Behavior of suspended natural rubber balls in water at small Reynolds numbers

Abstract

This study explores the experimentally verifiable rheological parameters of sparsely spaced suspensions of periodically forced rubber spheres in water at low Reynolds numbers. The experimentally verifiable rheological parameters are first normal stress difference, second normal stress difference, intrinsic pressure, and relative viscosity. These parameters are observed to be dependent on the amplitude of the periodic force, particle Reynolds numbers and the volume fraction. The main aim of this study is to determine how well the neutrally buoyant rubber balls (isoprene) flow with the solutions at low Reynolds numbers when forced periodically.

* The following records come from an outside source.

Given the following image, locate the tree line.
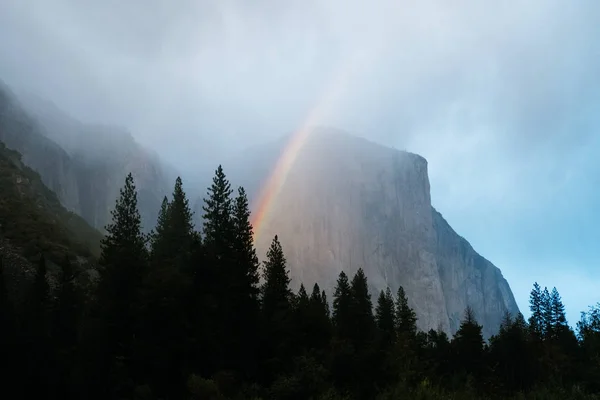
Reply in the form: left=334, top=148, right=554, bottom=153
left=0, top=166, right=599, bottom=399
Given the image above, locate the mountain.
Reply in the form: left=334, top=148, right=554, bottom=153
left=1, top=77, right=518, bottom=337
left=0, top=139, right=103, bottom=299
left=0, top=81, right=173, bottom=233
left=229, top=128, right=519, bottom=338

The motivation of the problem consideration is to study the collective behavior of the balls when suspended in a dilute limit. An interesting and novel feature of these balls is their non-Newtonian behavior in the Newtonian frame of reference. The model obtained was an integro-differential-equation, which was solved using the Runge–Kutta fourth-order method. Results reveal that the relation between the intrinsic pressure and relative viscosity depicts a nonlinear relation with Reynolds number and proportional to volume fraction. When Rubber balls are forced periodically, they exhibit the non-Newtonian behavior. The relation between the intrinsic pressure and relative viscosity depicts a nonlinear relation with Reynolds number and proportional to volume fraction.